NEW YORK (The Deal) -- The old Tyco International (TYC) under CEO Dennis Kozlowski was never shy about deal-making. Much has changed at the company since Kozlowski's fall from grace last decade. But after a lackluster quarter marked by tepid guidance, there are calls for the industrial firm to again rev up the M&A machine.
Dublin-based Tyco on April 24 reported quarterly results that topped estimates, but its shares traded down more than 5% after warning that its fiscal third quarter would come in well below expectations. The company mentioned forex issues, weather-related construction delays, and a slowdown in energy spending when discussing the weakness.
Tyco management is committed to cutting expenses, and believes that margins will expand over time as it improves its mix of high-tech building controls and safety products. But more drastic actions could be needed.
Barclays analyst Scott Davis in a note said that if growth continues at a slow rate, "we'd expect management to be more aggressive." Tyco is under-leveraged relative to its peers, the analyst said, and according to Davis has a corporate structure ready-made to support a larger entity.

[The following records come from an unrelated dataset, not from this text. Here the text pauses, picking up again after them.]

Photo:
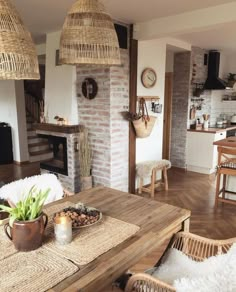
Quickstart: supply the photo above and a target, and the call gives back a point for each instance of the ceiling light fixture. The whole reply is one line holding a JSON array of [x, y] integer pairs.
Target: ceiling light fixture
[[88, 36], [18, 58]]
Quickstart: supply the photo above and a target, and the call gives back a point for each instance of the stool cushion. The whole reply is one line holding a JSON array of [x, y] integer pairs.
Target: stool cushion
[[144, 169]]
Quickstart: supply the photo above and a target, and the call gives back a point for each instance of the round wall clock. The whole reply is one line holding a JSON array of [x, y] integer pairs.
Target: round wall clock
[[148, 77], [89, 88]]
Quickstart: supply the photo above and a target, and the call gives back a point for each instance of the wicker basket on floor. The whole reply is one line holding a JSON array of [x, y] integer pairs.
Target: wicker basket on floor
[[196, 247]]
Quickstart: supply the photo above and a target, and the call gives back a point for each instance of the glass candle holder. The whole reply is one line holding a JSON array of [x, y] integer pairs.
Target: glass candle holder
[[63, 230]]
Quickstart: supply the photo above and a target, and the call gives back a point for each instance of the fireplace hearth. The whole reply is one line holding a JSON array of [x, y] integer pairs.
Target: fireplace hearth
[[58, 163], [64, 143]]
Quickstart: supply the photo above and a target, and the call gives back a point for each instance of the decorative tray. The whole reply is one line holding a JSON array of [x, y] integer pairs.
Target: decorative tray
[[81, 215]]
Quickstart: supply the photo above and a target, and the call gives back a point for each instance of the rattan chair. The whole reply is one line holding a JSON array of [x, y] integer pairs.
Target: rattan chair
[[226, 167], [196, 247]]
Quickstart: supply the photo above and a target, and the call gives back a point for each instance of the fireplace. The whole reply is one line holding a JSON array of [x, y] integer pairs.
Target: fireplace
[[58, 163], [64, 143]]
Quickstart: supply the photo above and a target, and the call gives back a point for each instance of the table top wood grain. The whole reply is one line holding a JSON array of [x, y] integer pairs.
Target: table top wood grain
[[157, 221]]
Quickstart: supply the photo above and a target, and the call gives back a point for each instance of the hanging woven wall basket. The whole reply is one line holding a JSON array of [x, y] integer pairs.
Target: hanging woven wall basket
[[88, 36], [18, 58]]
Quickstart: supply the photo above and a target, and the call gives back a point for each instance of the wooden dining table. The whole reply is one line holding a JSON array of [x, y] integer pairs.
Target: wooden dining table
[[157, 222]]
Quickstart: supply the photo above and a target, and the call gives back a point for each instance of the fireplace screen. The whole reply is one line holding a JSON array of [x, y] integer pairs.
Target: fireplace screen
[[58, 163]]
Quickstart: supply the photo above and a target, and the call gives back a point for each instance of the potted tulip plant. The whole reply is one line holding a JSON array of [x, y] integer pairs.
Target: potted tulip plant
[[27, 222]]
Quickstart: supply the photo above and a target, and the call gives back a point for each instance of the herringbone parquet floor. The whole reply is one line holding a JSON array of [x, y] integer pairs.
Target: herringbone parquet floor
[[195, 192]]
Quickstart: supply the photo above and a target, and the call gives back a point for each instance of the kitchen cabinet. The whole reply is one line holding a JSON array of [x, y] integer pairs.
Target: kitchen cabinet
[[201, 153]]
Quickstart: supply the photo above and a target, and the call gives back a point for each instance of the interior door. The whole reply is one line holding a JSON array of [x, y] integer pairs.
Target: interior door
[[167, 115]]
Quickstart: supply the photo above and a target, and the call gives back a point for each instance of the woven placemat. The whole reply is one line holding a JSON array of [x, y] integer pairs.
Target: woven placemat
[[35, 271], [91, 242], [6, 246]]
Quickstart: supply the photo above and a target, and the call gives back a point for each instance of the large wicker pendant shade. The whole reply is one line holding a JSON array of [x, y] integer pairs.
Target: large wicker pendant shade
[[88, 36], [18, 58]]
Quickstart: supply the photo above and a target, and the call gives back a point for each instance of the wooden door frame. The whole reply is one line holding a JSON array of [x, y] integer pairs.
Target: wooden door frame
[[167, 118], [132, 108]]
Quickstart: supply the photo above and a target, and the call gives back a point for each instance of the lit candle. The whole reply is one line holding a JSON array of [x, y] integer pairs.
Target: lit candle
[[63, 230]]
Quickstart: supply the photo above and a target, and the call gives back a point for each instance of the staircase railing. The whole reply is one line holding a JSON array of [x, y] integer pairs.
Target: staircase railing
[[33, 107]]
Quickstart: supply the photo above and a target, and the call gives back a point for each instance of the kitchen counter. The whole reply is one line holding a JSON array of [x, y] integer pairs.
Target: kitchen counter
[[231, 180], [228, 142], [214, 130]]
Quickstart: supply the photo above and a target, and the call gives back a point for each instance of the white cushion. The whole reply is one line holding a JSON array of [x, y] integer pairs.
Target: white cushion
[[16, 190], [144, 169], [215, 274]]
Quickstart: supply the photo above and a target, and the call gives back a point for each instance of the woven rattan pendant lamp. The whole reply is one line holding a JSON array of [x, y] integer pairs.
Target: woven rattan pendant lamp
[[88, 36], [18, 58]]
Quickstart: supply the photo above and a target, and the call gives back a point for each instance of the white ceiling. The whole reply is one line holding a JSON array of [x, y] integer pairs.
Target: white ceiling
[[222, 38], [42, 16]]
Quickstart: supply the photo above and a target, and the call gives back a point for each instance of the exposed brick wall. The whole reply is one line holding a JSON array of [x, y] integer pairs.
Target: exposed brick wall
[[108, 131], [181, 87]]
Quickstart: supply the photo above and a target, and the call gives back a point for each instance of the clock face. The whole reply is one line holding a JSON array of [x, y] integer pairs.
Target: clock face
[[148, 78]]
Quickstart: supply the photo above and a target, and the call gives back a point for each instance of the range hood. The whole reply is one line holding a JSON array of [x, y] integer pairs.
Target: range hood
[[213, 81]]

The company has dabbled in M&A already, earlier this year closing its $329.5 million purchase of flame and gas detection equipment maker Industrial Safety Technologies from Battery Ventures. Davis did not offer specific targets for Tyco, but said he sees plenty of opportunities for the company to add scale. "When we attend fire/security trade shows there are a gazillion smaller niche folks out there," Davis wrote, adding there have "to be some roll-up opportunities" out there for the company.